# kate: default-dictionary en_AU
## stringx package for R
## Copyleft (C) 2021-2025, Marek Gagolewski <https://www.gagolewski.com/>
##
## This program is free software; you can redistribute it and/or modify
## it under the terms of the GNU General Public License as published by
## the Free Software Foundation; either version 2 of the License, or
## (at your option) any later version.
##
## This program is distributed in the hope that it will be useful,
## but WITHOUT ANY WARRANTY; without even the implied warranty of
## MERCHANTABILITY or FITNESS FOR A PARTICULAR PURPOSE. See the
## GNU General Public License for more details.

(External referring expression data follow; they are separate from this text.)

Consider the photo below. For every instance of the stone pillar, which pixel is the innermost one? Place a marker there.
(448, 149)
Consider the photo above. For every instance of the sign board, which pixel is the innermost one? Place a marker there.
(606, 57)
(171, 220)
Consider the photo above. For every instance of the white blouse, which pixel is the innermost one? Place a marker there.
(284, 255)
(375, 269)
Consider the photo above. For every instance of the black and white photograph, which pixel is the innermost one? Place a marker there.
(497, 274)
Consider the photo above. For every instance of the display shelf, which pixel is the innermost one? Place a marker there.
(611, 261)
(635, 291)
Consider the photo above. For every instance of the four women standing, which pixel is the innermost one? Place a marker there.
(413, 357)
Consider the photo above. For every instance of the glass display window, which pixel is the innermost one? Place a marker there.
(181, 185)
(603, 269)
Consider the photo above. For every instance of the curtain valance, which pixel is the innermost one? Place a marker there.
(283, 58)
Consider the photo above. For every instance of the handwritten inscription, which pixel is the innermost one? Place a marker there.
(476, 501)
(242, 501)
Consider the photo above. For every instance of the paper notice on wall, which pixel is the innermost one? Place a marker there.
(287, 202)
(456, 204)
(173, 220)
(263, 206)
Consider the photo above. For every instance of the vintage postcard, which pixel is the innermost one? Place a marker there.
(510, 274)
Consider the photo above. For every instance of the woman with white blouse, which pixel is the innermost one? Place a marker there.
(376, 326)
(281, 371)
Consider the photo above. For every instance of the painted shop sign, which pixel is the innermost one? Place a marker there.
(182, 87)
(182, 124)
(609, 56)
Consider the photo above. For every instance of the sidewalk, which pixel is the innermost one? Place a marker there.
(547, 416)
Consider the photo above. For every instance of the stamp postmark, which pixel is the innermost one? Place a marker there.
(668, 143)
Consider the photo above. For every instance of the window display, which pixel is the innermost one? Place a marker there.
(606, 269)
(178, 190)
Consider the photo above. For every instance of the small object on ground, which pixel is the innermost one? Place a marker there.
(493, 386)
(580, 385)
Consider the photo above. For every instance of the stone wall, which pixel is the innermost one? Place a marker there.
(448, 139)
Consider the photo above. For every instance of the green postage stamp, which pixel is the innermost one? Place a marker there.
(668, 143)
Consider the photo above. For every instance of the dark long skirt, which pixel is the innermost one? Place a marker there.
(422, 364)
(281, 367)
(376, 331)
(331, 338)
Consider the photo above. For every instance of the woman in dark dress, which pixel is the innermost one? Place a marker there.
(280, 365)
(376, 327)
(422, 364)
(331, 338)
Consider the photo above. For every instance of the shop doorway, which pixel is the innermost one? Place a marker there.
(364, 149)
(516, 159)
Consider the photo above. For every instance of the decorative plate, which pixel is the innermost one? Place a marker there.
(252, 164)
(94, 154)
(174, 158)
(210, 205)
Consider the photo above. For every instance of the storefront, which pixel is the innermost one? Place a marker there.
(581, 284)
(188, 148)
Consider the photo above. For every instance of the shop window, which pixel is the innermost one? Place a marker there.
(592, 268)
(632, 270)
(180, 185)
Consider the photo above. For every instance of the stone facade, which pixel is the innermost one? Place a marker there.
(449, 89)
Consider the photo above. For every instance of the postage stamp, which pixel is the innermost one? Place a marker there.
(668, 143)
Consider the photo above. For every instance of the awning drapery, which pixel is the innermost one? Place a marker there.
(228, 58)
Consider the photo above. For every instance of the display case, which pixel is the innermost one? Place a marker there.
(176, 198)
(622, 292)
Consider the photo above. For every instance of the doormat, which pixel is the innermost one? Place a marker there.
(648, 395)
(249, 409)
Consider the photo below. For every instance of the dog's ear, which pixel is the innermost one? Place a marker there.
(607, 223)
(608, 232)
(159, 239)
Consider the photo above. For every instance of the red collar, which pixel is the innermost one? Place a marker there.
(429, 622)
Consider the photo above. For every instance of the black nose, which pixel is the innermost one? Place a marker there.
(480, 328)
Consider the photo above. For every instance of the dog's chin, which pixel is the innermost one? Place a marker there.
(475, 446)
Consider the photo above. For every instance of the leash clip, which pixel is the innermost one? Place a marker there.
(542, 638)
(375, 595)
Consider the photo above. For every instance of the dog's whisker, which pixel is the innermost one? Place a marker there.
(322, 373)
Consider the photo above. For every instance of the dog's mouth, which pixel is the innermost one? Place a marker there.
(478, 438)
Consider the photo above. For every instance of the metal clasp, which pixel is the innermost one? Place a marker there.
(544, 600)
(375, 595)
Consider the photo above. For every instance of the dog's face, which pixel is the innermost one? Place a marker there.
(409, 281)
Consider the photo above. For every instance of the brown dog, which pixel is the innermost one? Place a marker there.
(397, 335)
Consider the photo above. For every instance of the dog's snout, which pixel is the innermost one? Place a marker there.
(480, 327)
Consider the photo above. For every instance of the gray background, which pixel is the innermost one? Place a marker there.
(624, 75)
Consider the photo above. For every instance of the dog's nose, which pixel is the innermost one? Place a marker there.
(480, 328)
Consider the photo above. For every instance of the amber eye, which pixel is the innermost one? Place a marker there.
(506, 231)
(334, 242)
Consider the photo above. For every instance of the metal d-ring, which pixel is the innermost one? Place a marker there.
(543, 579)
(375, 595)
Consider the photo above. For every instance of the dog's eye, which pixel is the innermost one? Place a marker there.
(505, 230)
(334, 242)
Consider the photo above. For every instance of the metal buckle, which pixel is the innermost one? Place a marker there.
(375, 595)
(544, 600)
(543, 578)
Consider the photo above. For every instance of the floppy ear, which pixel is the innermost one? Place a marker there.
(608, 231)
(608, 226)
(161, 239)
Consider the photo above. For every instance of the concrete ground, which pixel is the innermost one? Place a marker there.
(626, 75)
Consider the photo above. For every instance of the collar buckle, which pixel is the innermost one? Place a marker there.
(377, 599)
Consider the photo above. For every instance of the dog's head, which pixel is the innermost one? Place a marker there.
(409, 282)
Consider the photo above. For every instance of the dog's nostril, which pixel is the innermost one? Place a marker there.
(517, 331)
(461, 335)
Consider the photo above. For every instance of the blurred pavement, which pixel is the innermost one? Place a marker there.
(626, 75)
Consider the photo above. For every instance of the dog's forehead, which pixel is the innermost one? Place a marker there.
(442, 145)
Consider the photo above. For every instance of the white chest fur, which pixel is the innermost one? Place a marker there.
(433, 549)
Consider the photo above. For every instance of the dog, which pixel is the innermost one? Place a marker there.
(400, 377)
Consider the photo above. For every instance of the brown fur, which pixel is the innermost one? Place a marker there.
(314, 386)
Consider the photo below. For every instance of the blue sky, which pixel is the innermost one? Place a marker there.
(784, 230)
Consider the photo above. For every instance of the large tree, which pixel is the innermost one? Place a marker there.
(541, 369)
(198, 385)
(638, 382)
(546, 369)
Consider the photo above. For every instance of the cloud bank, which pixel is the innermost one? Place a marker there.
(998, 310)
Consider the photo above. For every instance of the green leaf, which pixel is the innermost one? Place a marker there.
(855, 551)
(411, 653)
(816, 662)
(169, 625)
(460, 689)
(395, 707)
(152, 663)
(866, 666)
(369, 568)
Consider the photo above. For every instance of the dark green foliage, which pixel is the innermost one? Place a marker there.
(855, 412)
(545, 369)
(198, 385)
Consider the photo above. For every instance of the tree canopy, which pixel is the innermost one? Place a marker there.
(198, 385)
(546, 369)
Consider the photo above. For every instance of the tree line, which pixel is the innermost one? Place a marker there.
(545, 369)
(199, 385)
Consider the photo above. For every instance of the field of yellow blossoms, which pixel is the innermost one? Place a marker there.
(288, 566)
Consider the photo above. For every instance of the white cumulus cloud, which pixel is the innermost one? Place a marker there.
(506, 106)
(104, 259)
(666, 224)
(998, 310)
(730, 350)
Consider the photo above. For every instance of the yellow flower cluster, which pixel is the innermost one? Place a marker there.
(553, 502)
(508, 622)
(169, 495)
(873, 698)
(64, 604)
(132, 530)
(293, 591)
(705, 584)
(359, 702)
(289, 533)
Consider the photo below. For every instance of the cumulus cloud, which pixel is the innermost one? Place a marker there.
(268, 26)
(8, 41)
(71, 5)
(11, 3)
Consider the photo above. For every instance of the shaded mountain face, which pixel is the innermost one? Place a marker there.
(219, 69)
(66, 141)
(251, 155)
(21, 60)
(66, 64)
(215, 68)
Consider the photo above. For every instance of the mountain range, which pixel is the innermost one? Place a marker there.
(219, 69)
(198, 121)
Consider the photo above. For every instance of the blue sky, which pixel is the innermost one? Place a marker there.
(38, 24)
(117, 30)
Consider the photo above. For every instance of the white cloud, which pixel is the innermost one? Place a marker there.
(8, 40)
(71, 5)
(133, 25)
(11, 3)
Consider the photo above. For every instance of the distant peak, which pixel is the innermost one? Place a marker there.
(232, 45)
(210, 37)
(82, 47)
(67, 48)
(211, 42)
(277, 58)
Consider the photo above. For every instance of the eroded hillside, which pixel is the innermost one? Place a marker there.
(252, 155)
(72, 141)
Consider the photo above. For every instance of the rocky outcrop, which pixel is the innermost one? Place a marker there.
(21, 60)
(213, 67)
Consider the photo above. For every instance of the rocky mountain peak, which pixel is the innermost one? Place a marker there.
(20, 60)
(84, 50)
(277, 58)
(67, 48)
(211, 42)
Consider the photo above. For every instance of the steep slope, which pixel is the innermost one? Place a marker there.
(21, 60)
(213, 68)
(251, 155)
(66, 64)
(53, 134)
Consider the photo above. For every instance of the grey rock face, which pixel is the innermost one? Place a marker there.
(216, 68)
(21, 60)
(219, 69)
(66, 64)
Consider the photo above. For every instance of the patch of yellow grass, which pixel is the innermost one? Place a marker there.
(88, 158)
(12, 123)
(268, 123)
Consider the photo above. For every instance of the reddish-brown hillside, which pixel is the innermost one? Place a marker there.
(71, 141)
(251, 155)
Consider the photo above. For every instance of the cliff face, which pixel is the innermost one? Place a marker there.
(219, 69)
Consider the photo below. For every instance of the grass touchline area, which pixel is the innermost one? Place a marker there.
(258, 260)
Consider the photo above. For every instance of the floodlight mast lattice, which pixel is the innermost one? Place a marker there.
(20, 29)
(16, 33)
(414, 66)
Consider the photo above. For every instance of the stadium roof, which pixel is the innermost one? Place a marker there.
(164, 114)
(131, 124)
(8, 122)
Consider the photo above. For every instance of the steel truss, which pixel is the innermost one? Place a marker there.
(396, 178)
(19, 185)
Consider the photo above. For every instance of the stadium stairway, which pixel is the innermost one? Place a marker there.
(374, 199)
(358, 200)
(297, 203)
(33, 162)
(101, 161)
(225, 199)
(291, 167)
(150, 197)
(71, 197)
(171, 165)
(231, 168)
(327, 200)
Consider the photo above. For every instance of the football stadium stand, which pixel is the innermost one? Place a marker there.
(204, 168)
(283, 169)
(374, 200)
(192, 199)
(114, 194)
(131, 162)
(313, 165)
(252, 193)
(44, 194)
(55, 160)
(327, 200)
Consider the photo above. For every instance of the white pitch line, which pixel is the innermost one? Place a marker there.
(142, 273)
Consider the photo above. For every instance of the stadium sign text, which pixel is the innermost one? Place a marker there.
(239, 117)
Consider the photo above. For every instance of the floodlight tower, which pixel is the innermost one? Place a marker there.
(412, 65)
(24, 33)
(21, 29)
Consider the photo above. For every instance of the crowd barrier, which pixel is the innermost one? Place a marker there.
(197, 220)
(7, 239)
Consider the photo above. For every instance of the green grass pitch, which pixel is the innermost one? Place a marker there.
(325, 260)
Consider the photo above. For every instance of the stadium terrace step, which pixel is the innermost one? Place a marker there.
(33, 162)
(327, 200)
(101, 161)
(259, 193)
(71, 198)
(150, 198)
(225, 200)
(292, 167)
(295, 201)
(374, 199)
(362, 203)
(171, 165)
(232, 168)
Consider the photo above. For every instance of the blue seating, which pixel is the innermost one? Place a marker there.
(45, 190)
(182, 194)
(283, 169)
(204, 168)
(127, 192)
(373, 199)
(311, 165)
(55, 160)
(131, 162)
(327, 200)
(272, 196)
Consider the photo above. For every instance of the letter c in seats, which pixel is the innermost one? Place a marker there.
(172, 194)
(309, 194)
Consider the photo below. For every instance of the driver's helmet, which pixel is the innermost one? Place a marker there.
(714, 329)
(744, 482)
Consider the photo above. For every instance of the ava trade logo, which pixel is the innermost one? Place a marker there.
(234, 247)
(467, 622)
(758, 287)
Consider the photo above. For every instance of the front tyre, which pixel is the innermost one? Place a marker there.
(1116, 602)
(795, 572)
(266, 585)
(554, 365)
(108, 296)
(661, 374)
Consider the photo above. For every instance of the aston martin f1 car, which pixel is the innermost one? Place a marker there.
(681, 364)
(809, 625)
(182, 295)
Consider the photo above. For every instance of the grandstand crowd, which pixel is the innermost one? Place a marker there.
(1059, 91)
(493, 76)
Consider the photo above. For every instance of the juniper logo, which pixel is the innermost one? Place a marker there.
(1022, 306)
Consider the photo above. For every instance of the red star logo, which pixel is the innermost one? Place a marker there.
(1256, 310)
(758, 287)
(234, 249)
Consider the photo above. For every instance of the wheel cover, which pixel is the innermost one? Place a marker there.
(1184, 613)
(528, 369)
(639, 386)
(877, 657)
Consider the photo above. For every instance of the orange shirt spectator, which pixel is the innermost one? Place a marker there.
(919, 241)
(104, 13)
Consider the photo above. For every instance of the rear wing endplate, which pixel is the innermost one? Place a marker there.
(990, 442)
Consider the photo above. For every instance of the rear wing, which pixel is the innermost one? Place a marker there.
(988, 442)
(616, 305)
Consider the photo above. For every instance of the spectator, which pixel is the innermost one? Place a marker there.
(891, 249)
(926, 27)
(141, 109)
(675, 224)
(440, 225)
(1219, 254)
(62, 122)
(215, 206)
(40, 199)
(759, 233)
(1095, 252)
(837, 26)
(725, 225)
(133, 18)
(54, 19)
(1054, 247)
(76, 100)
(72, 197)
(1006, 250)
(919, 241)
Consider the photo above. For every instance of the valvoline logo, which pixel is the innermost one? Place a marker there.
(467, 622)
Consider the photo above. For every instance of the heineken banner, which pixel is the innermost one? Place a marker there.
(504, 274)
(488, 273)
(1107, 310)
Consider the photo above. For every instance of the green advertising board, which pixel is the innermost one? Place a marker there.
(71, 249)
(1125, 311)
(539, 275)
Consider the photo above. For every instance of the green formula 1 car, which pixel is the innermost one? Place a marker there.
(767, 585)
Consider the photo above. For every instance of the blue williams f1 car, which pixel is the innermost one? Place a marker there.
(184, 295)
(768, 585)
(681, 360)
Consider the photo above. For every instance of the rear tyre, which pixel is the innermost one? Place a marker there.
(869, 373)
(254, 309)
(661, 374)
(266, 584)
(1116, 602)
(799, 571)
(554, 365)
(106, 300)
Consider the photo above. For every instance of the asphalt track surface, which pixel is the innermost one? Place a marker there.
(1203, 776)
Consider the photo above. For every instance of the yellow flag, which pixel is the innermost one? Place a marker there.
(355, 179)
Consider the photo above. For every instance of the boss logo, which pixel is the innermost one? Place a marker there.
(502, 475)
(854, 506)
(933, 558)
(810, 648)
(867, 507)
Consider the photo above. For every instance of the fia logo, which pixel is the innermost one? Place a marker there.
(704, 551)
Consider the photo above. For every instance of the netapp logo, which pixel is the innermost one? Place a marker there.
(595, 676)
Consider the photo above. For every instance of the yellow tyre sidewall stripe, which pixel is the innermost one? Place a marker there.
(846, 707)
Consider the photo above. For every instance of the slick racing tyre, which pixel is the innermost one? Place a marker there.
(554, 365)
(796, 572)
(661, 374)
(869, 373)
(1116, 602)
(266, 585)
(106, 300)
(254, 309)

You have received
## a copy of the GNU General Public License along with this program.
#' @title
#' Locate Pattern Occurrences
#'
#' @description
#' \code{regexpr2} and \code{gregexpr2} locate, respectively, first and all
#' (i.e., \bold{g}lobally) occurrences of a pattern.
#' \code{regexec2} and \code{gregexec2} can additionally
#' pinpoint the matches to parenthesised subexpressions (regex capture groups).
#'
#'
#' @details
#' These functions are fully vectorised with respect to both \code{x} and
#' \code{pattern}.
#'
#' Use \code{\link{substrl}} and \code{\link{gsubstrl}}
#' to extract or replace the identified chunks.
#' Also, consider using \code{\link{regextr2}} and
#' \code{\link{gregextr2}} directly instead.
#'
#'
#' @section Differences from Base R:
#' Replacements for base \code{\link[base]{gregexpr}} (and others)
#' implemented with \code{\link[stringi]{stri_locate}}.
#'
#' \itemize{
#' \item there are inconsistencies between the argument order and naming
#' in \code{\link[base]{grepl}}, \code{\link[base]{strsplit}},
#' and \code{\link[base]{startsWith}} (amongst others); e.g.,
#' where the needle can precede the haystack, the use of the forward
#' pipe operator, \code{\link[base]{|>}}, is less convenient
#' \bold{[fixed here]}
#' \item base R implementation is not portable as it is based on
#' the system PCRE or TRE library
#' (e.g., some Unicode classes may not be available or matching thereof
#' can depend on the current \code{LC_CTYPE} category
#' \bold{[fixed here]}
#' \item not suitable for natural language processing
#' \bold{[fixed here -- use \code{fixed=NA}]}
#' \item two different regular expression libraries are used
#' (and historically, ERE was used in place of TRE)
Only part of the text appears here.